Tool Execution Patterns: AI Explained

Layer 1: Surface

When a model has access to tools, the conversation becomes a loop: model calls a tool, your code executes it, the result goes back to the model, the model decides what to do next. This is the agentic loop.

User message
     │
     ▼
  Model ─── wants tool? ──► Execute tool(s)
     ▲                            │
     └─────── tool results ───────┘
     │
   Final answer (no more tools needed)

Three questions drive how you implement this loop:

Sequential or parallel?: Do the tool calls depend on each other, or can they run at the same time?
How much state to carry?: What does the model need to remember across multiple tool rounds?
When to stop?: How do you detect a finished conversation vs a runaway loop?

Layer 2: Guided

The basic agentic loop

def run_tool_loop(user_message: str, tools: list[dict], max_iterations: int = 8) -> str:
    messages = [{"role": "user", "content": user_message}]

    for iteration in range(max_iterations):
        response = llm.chat(model="balanced", messages=messages, tools=tools)

        # Model is done — no more tool calls
        if response.stop_reason == "end_turn":
            return response.text

        # Model wants to call tools
        if response.stop_reason == "tool_use":
            # Add the model's response (including tool_use blocks) to messages
            messages.append({"role": "assistant", "content": response.content})

            # Execute each requested tool
            tool_results = []
            for tool_call in response.tool_calls:
                result = execute_tool(tool_call.name, tool_call.arguments)
                tool_results.append({
                    "type": "tool_result",
                    "tool_use_id": tool_call.id,
                    "content": str(result),
                })

            # Add all tool results back into the conversation
            messages.append({"role": "user", "content": tool_results})
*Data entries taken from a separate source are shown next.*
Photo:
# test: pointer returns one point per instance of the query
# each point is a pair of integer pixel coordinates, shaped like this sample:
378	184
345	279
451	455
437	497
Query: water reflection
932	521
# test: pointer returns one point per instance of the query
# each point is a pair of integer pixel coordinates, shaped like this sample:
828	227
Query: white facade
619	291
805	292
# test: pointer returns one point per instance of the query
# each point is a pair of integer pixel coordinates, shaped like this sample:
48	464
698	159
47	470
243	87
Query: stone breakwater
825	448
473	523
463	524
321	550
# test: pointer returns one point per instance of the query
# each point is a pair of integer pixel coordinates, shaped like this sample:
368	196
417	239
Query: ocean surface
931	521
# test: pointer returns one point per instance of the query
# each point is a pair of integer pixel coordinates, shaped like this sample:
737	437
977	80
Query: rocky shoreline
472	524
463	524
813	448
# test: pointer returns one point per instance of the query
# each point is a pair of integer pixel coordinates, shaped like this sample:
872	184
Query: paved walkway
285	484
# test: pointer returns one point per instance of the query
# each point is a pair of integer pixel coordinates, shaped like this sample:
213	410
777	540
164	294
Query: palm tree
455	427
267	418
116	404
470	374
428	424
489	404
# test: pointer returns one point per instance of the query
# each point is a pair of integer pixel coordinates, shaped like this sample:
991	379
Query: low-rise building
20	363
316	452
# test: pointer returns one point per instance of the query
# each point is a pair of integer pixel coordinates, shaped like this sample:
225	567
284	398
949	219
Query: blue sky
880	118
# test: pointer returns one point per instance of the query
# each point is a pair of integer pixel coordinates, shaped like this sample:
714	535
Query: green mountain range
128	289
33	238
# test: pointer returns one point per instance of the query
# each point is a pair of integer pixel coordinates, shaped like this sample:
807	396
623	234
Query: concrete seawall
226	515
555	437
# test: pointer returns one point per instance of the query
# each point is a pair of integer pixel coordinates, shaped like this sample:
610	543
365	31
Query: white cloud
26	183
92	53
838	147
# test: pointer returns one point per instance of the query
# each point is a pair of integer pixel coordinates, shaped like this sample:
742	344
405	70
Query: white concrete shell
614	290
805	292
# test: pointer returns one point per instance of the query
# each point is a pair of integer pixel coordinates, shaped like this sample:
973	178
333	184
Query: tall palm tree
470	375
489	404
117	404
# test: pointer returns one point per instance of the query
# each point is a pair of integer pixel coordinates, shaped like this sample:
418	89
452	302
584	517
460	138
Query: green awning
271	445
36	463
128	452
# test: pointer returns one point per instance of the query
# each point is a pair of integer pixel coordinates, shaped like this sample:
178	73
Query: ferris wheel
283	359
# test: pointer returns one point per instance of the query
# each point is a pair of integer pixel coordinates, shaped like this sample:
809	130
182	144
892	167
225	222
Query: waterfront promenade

    # Loop cap reached — fail gracefully
    return "I wasn't able to complete this task within the allowed number of steps."

Key points:

The model’s response (including the tool_use blocks) must be added to messages before the results: the model needs to see its own call to interpret the result
All tool results for a single round go into one "user" message
The loop cap is a hard safety limit, not just a performance concern

Sequential vs parallel

Sequential: each call depends on the result of the previous one:

# Example: search → read → summarise
# Step 1: search for relevant documents
results = search_knowledge_base(query="authentication patterns")

# Step 2: read the top result (depends on step 1's output)
content = read_document(doc_id=results[0]["id"])

# Step 3: summarise (depends on step 2's output)
summary = summarise(text=content)

The model handles sequential calls naturally: it waits for each result before deciding the next call.

Parallel: calls are independent and can run simultaneously:

import asyncio

async def run_parallel_tools(tool_calls: list) -> list:
    """Execute all tool calls concurrently."""
    tasks = [execute_tool_async(tc.name, tc.arguments) for tc in tool_calls]
    results = await asyncio.gather(*tasks, return_exceptions=True)
    return [
        {"tool_use_id": tc.id, "content": str(r) if not isinstance(r, Exception) else f"Error: {r}"}
        for tc, r in zip(tool_calls, results)
    ]

The model can request multiple tool calls in a single response. Run them in parallel when the calls are independent: this cuts latency proportionally.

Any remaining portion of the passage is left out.